La diferencia estaba en lo que venía antes. Los participantes sanos que disfrutaban algo se sentían impulsados a buscarlo de nuevo. En los participantes con depresión, esa conexión no existía. El placer anticipatorio (anticipatory pleasure), no el disfrute en sí, predecía si alguien haría el esfuerzo.
La dopamina, a menudo llamada la "sustancia del placer", en realidad es una sustancia de la motivación. Impulsa la actividad en el núcleo accumbens del cerebro, alimentando la anticipación y el deseo, no el disfrute. Cuando esa señalización se debilita, la capacidad de ilusionarse con las cosas se erosiona, mientras que la capacidad de disfrutarlas permanece intacta.
Puede que disfrutes la cena una vez que estés allí, pero la idea de ir no te dice nada. No es "Lo intenté y no sentí nada." Es "No puedo hacer que empiece."
Lo que realmente ayuda
El enfoque más estudiado es la Activación Conductual (Behavioral Activation, BA), de la terapia cognitivo-conductual (CBT). La idea central: deja de esperar a sentirte motivado y programa actividades gratificantes de todos modos.
- Empieza ridículamente pequeño. No "ir al gimnasio", sino "ponerme los zapatos." El umbral tiene que estar casi en cero.

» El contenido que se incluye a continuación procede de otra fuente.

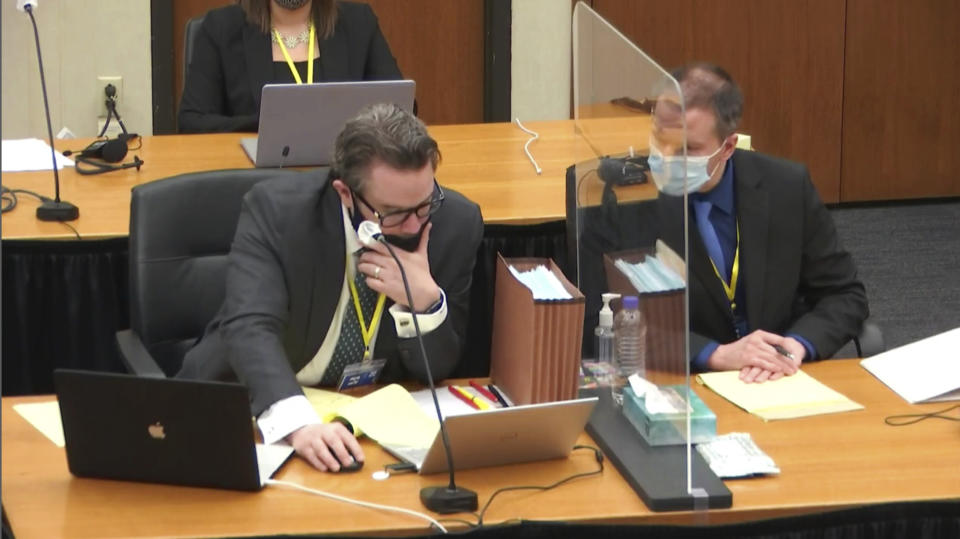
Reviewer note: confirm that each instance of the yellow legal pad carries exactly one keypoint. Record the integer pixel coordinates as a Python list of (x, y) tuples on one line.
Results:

- Programa, no decidas. Pon las actividades en un calendario. Las decisiones requieren motivación que no tienes. Un horario se salta ese paso.
- Observa qué funciona. Después de cada actividad, califica cuánto la disfrutaste realmente, no cuánto esperabas disfrutarla. Esa brecha suele ser la primera grieta en el muro de la anhedonia. El volumen no ha desaparecido. Solo necesitas una mano diferente en el dial. No necesitas tener ganas de hacer algo para que funcione.